I did it to make the line shorter.  Your'e right that early return would be better, will fix.


> > +    // FIXME: This is a hack for HTMLFormControlElement::removedFromTree
> >      virtual LegacyHTMLTreeBuilder* htmlTreeBuilder() const { return 0; }
> 
> I find this comment confusing. Is there some specific sense in which having a way to downcast the tree builder is a hack? I understand that RTTI is not elegant, but hack seems a strong word here.

Oh, it's not just a specific downcast this is doing here.  It's grabbing at the treebuilder which is otherwise considered an "implementation detail" of the parser.  Even worse, it's expecting back a LegacyHTMLTreeBuilder, which once Adam and I finish the  new tree builder won't even be possible.  In order to finish the new tree builder we'll need to fix/remove this hack.

> > +    ScriptableDocumentParser(Document* document, bool viewSourceMode = false);
> 
> The argument name "document" could be omitted here. This constructor should be protected. Can any of the other public members be protected?

Agreed!  I'll look for more members to make private/protected.  That was part of the point of all these changes, I'm sad I overlooked a chance to do more API restriction here.  Thanks for the catch.

> > +    // Only used by Document::open for deciding if its safe to act on a
> > +    // javscript document.open() call right now, or it should be ignored.
> > +    virtual bool isExecutingScript() const { return false; }
> 
> I suggest spelling it "JavaScript". Generally speaking I don't think functions should have comments listing who calls them. Is there some other way you can say this?

I agree, those comments have a high chance of bitrot.  They were an attempt to document the previously sprawling API of the DocumentParser.  The comments are intended to help someone else (like myself or you) understand the existing backwards interaction between the DocumntParser and the rest of WebCore in hopes of fixing it.

> > +};
> > +
> 
> There's an extra semicolon here after the namespace ends.

I can never remember which definitions have semicolons after them and which don't.  (Classes do, namespaces don't I guess).

> > +// FIXME: Why is this different from SVGDocumentExtentions parserLineNumber?
> 
> Spelling error: SVGDocumentExtensions.
> 
> > +static int parserLineNumber(Document* document)
> >  {
> > -    DocumentParser* parser = document->parser();
> > +    if (document && document->scriptableDocumentParser())
> > +        return document->scriptableDocumentParser()->lineNumber() + 1;
> > +    return 0;
> > +}
> 
> It's not good to call a function that does RTTI like scriptableDocumentParser twice in a row.
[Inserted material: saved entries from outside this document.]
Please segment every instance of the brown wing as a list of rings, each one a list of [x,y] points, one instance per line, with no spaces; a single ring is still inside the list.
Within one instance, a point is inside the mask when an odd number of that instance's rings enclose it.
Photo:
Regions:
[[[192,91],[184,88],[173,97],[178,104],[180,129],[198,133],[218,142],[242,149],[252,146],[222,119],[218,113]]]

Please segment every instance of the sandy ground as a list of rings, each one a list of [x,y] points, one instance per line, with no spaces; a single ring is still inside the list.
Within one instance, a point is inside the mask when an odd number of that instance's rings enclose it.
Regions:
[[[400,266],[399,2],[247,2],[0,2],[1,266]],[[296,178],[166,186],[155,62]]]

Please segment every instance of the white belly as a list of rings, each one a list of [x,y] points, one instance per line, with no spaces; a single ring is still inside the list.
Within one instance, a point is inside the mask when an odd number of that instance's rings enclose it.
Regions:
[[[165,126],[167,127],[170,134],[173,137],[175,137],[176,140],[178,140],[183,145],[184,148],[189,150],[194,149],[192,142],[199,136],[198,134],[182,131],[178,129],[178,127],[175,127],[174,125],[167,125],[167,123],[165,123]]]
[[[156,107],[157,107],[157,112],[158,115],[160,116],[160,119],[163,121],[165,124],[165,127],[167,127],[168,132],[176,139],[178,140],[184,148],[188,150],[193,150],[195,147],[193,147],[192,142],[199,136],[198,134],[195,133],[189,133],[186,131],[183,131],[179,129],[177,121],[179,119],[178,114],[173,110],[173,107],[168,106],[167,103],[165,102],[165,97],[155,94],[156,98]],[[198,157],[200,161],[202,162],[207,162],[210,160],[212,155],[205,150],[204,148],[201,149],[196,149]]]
Is there a better way to write this? Local variable and early return perhaps?

Woh, that's just wrong.  Will fix.

> > +// FIXME: TextDocumentParser could just be an HTMLDocumentParser
> > +// which started the Tokenizer in the PlainText state.
> 
> Really? Once you're in the PlainText state you can't get out?

Yup!  The plaintext state is amazing.  Throw a <plaintext> tag anywhere in your document and the rest will get eaten. :)  Try it in the next blog comment you write...

> Seems OK. r=me despite the concerns above

Thanks.  Will post a new patch with corrections.  I'm not super-proud of this patch.  It's an attempt to bring more sanity to teh parser system, but I may be over-engineering the problem.  Really I just don't understand enough of the parser/loader interactions yet to make the perfect parser API, so this is an attempt at an incremental step towards tomorrow.
Comment 10 Eric Seidel (no email) 2010-06-26 19:13:49 PDT
http://www.whatwg.org/specs/web-apps/current-work/multipage/tokenization.html#plaintext-state
Note how there is no way to leave the state.  Even a </plaintext> tag would be emitted as character tokens from the tokenizer. :)
Comment 11 Eric Seidel (no email) 2010-06-26 19:25:37 PDT
One advantage to just setting the HTMLTokenizer in the PlainText state and using that for the TextDocumentParser is that then we'd get all the \n\r handling for free, as well as any possible scripting needs.  It wouldn't automatically get yielding, since yielding is done per-token currently.  But we could add some yielding at the character level and then it would yield.
Comment 12 Eric Seidel (no email) 2010-06-26 19:40:13 PDT
Created attachment 59845 [details]
Patch for landing
Comment 13 WebKit Commit Bot 2010-06-26 20:20:15 PDT
Comment on attachment 59845 [details]
Patch for landing

Rejecting patch 59845 from commit-queue.

Unexpected failure when processing patch!  Please file a bug against webkit-patch.
Failed to run "['./WebKitTools/Scripts/webkit-patch', '--status-host=webkit-commit-queue.appspot.com', 'land-attachment', '--force-clean', '--build', '--non-interactive', '--ignore-builders', '--build-style=both', '--quiet', 59845, '--test', '--parent-command=commit-queue', '--no-update']" exit_code: 1
Last 500 characters of output:
date_status
    return NetworkTransaction().run(lambda: self._post_status_to_server(queue_name, status, patch, results_file))
  File "/Users/eseidel/Projects/CommitQueue/WebKitTools/Scripts/webkitpy/common/net/networktransaction.py", line 56, in run
    self._check_for_timeout()
  File "/Users/eseidel/Projects/CommitQueue/WebKitTools/Scripts/webkitpy/common/net/networktransaction.py", line 63, in _check_for_timeout
    raise NetworkTimeout()
webkitpy.common.net.networktransaction.NetworkTimeout
Comment 14 Darin Adler 2010-06-27 09:55:14 PDT
(In reply to comment #9)
> (In reply to comment #8)
> > I'm not sure about the name "scriptable document parser". What does "scriptable" mean here? I think it's a bug that scripts don't work in image documents, for example, so we probably should not be enshrining that bug in our design or class names. If that's what scriptable means.
> 
> Agreed.  I'm not exactly sure how you would run a script in an image document however.  The user typing a javascript: url?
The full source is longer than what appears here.